The thing that turned me off to him, was that even he though he was spectacular most of the time, he had one fault that just became to hard for me to overlook. Most of the time when the game was on the line, and he made you believe that he was going to drive all the way down the field and win the game. He would get the team into perfect position, and when your hopes were just about as high as they could get, he would make a stupid decision. I can’t even remember how many of my Sunday afternoons were ruined by a last minute interception. Most of the time during a close game I just wanted to shut off the TV and walk away, but he had a way of making you believe in him.
That’s where the story changes, and why it is so fitting that his first ever NFL completion was to himself. He wasn’t ever loyal to anyone including his wife who had battled cancer. He betrayed the team who gave him a chance even when he was launching balls up in the air and right into the waiting arms of some lucky DB. He definitely wasn’t loyal to the fans who had cheered tirelessly for him through the ups and downs, and worst of all he wasn’t even loyal to his own legacy.
Yeah, it makes me wonder if he did it because he thought he was that much better than every other QB, especially that young upstart Aaron Rodgers who the Packers drafted to replace him. Could it have possibly ever crossed his mind that this kid who he refused to mentor would be the very reason why he would be forgotten so easily by the Packer faithful, and that in just a matter of years he would go from being a god who was considered one of the best Quarterbacks of all time, to only the second best player on the team he brought back to greatness.
I tried to explain to Viking fans what they were in for when he finally decided to wear the horns.

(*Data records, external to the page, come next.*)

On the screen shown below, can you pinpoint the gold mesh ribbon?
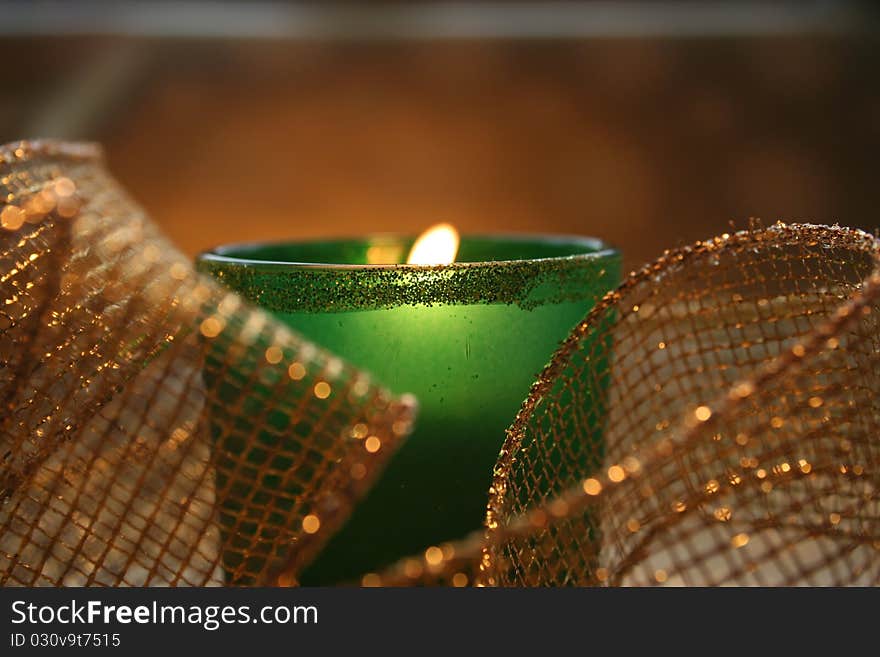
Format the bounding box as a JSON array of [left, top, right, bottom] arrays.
[[0, 143, 880, 586], [0, 143, 413, 586], [374, 224, 880, 586]]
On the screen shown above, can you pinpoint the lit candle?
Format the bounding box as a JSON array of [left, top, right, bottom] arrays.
[[199, 226, 621, 584]]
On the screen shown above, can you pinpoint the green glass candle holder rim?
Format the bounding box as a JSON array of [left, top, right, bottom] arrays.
[[197, 233, 621, 313]]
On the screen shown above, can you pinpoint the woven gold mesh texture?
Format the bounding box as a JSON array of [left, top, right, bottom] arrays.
[[365, 224, 880, 586], [0, 142, 413, 585]]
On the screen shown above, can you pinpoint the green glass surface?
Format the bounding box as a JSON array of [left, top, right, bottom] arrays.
[[199, 236, 620, 585]]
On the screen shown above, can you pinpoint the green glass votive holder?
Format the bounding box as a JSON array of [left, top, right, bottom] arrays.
[[198, 235, 621, 585]]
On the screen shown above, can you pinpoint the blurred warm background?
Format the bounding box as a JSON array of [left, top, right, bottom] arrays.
[[0, 0, 880, 266]]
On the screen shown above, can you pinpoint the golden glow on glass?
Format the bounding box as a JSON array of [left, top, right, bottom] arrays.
[[694, 406, 712, 422], [425, 545, 443, 566], [303, 513, 321, 534], [584, 477, 602, 495], [0, 205, 25, 230], [287, 362, 306, 381], [200, 316, 223, 338], [608, 465, 626, 483], [266, 345, 284, 365], [406, 224, 459, 265]]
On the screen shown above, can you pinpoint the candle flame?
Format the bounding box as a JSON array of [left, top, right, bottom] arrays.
[[406, 224, 459, 265]]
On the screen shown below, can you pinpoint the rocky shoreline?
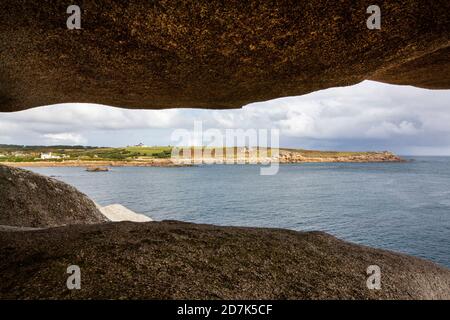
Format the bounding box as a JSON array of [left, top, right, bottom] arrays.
[[0, 166, 450, 299], [0, 150, 405, 168]]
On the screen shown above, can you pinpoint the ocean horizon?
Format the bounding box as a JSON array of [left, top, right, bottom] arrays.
[[23, 156, 450, 267]]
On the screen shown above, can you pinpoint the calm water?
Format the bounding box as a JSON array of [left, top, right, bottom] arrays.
[[25, 157, 450, 267]]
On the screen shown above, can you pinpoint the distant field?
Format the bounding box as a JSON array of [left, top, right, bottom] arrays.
[[0, 145, 384, 162]]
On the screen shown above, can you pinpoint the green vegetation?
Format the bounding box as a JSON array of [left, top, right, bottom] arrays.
[[0, 144, 380, 162], [0, 145, 172, 162]]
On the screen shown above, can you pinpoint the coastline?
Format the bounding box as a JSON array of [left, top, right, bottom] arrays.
[[0, 153, 407, 168]]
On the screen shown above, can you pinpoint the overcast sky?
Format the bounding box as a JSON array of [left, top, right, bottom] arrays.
[[0, 81, 450, 155]]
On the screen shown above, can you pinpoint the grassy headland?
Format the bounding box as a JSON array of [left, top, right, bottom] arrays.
[[0, 145, 402, 166]]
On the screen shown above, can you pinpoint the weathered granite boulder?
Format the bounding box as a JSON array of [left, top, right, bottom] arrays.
[[0, 0, 450, 111], [0, 165, 107, 227], [0, 221, 450, 299]]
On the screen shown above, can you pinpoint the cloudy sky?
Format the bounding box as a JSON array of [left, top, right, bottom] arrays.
[[0, 81, 450, 155]]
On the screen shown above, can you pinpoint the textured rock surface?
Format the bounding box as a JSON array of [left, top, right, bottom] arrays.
[[0, 165, 106, 227], [0, 221, 450, 299], [0, 0, 450, 111]]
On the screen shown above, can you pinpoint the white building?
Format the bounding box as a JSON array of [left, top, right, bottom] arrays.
[[41, 152, 61, 160]]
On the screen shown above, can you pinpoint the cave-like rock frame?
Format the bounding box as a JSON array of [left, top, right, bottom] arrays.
[[0, 0, 450, 111]]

That the very excitement that was building up in their chest would be ripped out through their groin when they were knocking on the door of the Super Bowl. Of course they didn’t believe me.
Then there was the most beautiful day in NFL history, against the New Orleans Saints, when all he had to do was take a knee, or throw the ball away to send them to the promise land, but he gave me the most amazing gift a hero could give a fan. He wrapped the pass with a pretty ass bow and threw it up for grabs.
Yeah, the Green Bay front office, some of his fans that still cling to his tainted legacy, and Favre himself, want to put this all to rest. I for one don’t see the point. I think we’ve already had the perfect ending.